AIG (+12%). L'assureur new-yorkais AIG a confirmé ce jour les rumeurs, annonçant avoir élu Edward Liddy en tant que Président du Conseil d'administration et dirigeant opérationnel, à la place de Robert Willumstad, "sorti" pour sa part sans ménagement par le Département au Trésor des États-Unis. Le gouvernement américain, qui a annoncé cette semaine son plan de sauvetage de l'assureur passant par sa prise de contrôle financière et un octroi de crédit de 85 Mds$, choisit donc Liddy, ancien dirigeant de l'assureur Allstate, pour mener à bien le redressement d'AIG et les cessions, attendues nombreuses, d'opérations et actifs. Stephen F. Bollenbach, principal administrateur indépendant d'AIG depuis quatre mois, reste en place. Par ailleurs, dans une interview au Wall Street Journal, Liddy promet de tenter de conserver le plus possible les activités d'assurance clés d'AIG. Les plans du dirigeant n'auraient donc rien d'une liquidation du Groupe, et "il y aura une compagnie à la fin de tout cela", assure le nouveau PDG.
Oracle (+9%). Bonne surprise hier soir, à Wall Street, sur les marchés technologiques. Ainsi, le californien de Redwood Shores Oracle, géant des logiciels d'entreprises, a publié des comptes du 1er trimestre fiscal 2009 supérieurs aux attentes de marché. Oracle a affiché un résultat net de 1,08 Md$ en GAAP, soit 21 cents par titre, contre 840 M$ et 16 cents par action l'an passé.

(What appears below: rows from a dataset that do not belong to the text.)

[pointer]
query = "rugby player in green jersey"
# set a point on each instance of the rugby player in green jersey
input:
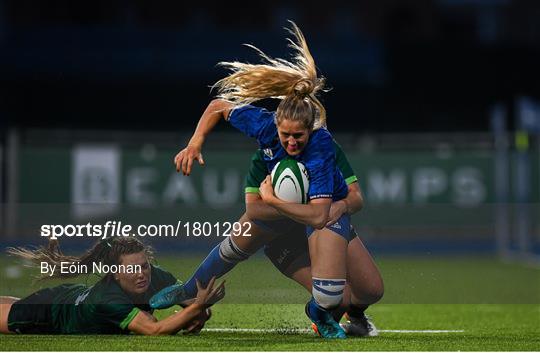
(117, 304)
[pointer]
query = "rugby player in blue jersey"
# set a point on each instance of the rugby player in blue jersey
(116, 304)
(297, 129)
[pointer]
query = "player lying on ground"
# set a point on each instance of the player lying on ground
(297, 130)
(117, 304)
(286, 246)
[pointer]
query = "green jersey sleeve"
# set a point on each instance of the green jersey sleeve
(116, 313)
(256, 174)
(160, 279)
(344, 166)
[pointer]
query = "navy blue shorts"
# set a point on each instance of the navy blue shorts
(342, 227)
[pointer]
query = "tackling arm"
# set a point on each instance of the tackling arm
(216, 110)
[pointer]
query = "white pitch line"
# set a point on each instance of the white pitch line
(293, 331)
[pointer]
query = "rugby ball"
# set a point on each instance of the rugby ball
(290, 181)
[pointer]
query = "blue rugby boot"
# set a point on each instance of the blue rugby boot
(323, 322)
(169, 296)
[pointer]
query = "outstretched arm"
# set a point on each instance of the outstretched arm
(146, 324)
(256, 208)
(216, 110)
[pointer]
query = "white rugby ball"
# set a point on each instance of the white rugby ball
(290, 181)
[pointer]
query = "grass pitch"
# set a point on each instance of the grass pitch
(487, 306)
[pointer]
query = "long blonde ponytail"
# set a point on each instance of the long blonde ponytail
(295, 82)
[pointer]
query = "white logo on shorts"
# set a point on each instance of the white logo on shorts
(336, 225)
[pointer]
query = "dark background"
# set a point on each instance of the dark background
(394, 66)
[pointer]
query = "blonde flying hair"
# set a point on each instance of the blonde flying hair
(294, 82)
(107, 251)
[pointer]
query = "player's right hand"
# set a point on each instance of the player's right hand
(184, 159)
(209, 295)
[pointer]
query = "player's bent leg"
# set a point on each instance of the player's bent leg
(366, 286)
(363, 275)
(5, 307)
(328, 269)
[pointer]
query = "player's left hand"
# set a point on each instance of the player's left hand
(337, 209)
(266, 190)
(197, 324)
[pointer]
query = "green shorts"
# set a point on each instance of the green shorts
(33, 314)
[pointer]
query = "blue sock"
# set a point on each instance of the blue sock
(212, 266)
(316, 312)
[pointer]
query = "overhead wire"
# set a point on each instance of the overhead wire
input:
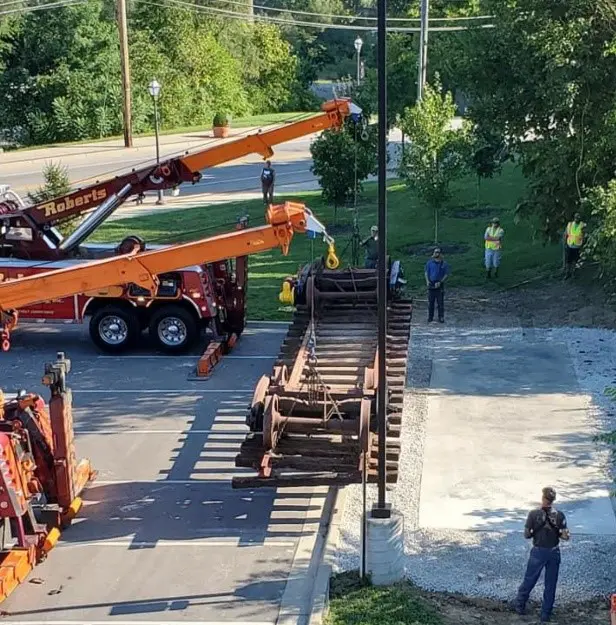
(324, 26)
(350, 17)
(42, 7)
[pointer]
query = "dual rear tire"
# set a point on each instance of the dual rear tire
(115, 328)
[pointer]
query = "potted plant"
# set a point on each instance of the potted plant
(221, 125)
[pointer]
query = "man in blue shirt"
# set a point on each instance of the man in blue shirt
(268, 178)
(436, 272)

Le bénéfice net flambe donc de 28% (+19% à changes constants). Le bénéfice opérationnel trimestriel augmente de 25% à 1,52 Md$ (+18% à changes comparables). Les revenus totaux atteignent 5,3 Mds$, en croissance de 18% (+14% à changes constants). Les revenus software GAAP ont progressé de 20% à 4,2 Mds$, avec des revenus de licences nouvelles software en hausse de 14% à 1,2 Md$. Les revenus de mises à jour et support produit de licences software, en GAAP, ont progressé de 23% à 2,9 Mds$. Les revenus GAAP de services, enfin, se sont appréciés de 9% à 1,2 Md$. La marge opérationnelle GAAP a augmenté de 170 points de base à 29%. En non-GAAP, le bpa trimestriel a grimpé de 32% à 29 cents et le bénéfice net a affiché également un bond de 32% à 1,5 Md$. Les revenus non-GAAP totaux ont augmenté de 18% à 5,4 Mds$. De quoi réjouir et satisfaire amplement le dirigeant emblématique du Groupe Larry Ellison, qui souligne aussi les niveaux élevés de parts de marché.

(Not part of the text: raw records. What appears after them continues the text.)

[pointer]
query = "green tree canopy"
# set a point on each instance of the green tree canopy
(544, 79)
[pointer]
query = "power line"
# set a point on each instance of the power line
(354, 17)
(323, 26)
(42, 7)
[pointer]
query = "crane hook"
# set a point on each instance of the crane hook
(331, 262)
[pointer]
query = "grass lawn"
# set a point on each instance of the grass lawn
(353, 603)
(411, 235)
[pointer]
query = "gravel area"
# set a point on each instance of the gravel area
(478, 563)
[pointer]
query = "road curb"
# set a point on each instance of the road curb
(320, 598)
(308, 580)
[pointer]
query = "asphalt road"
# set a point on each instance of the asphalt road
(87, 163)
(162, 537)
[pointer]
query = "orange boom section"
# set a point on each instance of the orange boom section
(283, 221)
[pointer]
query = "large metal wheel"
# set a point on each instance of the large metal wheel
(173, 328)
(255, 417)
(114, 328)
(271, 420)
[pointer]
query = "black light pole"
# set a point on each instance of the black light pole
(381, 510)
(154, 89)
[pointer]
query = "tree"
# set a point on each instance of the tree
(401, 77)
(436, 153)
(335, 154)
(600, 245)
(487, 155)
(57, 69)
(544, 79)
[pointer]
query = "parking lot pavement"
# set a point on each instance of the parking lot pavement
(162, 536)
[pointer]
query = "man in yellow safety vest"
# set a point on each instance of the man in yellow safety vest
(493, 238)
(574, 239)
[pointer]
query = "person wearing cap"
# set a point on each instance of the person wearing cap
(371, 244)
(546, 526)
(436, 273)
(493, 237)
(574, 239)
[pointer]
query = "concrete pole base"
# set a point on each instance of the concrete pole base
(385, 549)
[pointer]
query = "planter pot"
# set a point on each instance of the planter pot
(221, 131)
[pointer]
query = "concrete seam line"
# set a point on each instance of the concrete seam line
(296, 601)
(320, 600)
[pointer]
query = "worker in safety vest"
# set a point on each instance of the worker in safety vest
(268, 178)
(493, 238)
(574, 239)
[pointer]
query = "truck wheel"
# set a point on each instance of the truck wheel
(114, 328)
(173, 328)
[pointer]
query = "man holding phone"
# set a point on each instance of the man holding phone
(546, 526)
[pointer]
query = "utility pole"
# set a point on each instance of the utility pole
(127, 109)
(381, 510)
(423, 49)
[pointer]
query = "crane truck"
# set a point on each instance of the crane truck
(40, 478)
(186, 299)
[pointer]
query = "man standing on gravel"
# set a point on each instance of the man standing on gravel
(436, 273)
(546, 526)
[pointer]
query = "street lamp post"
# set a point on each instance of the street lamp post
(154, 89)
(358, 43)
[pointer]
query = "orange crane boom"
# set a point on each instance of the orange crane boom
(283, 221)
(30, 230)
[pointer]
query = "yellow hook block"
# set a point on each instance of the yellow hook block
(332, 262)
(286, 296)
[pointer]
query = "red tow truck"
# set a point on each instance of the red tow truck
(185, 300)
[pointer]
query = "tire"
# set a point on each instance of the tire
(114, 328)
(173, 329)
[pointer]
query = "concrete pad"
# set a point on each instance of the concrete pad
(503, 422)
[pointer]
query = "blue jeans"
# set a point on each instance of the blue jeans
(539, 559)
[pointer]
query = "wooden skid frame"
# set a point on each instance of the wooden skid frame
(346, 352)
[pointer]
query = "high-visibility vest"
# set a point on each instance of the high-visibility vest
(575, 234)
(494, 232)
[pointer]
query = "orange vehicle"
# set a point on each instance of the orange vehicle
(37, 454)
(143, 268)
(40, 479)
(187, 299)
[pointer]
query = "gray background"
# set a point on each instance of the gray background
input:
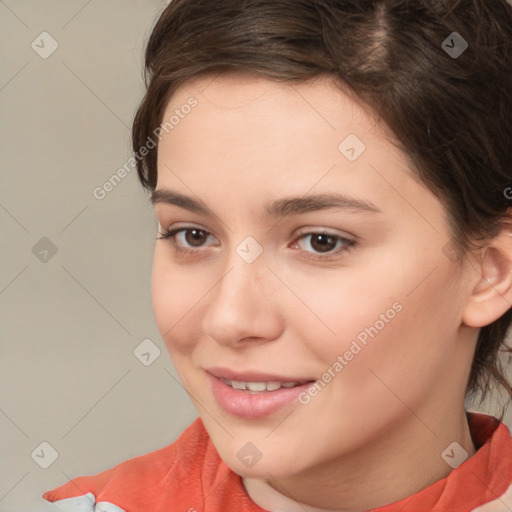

Blackstone (+1,8%). Le groupement de 'private equity' comprenant Blackstone Group, Carlyle Group et Providence Equity Partners a annoncé ce vendredi qu'il avait retiré sa proposition chiffrée à 3,5 Mds$, 1,9 Md£, pour le rachat du Groupe d'édition Informa, qui avait repoussé l'offre ce mois.
Cisco Systems (+4,3%). Le numéro 1 mondial de la conception, du développement et de la commercialisation d'équipements réseaux pour Internet, annonce la conclusion d'un accord dans le but d'acquérir Jabber, société de logiciels de messagerie, basée à Denver. Cette acquisition permettrait à Cisco d'augmenter son offre de services de messagerie. Les termes financiers de l'opération ne sont pas précisés, cette dernière se finalisera durant le premier semestre fiscal 2009 de la société Cisco.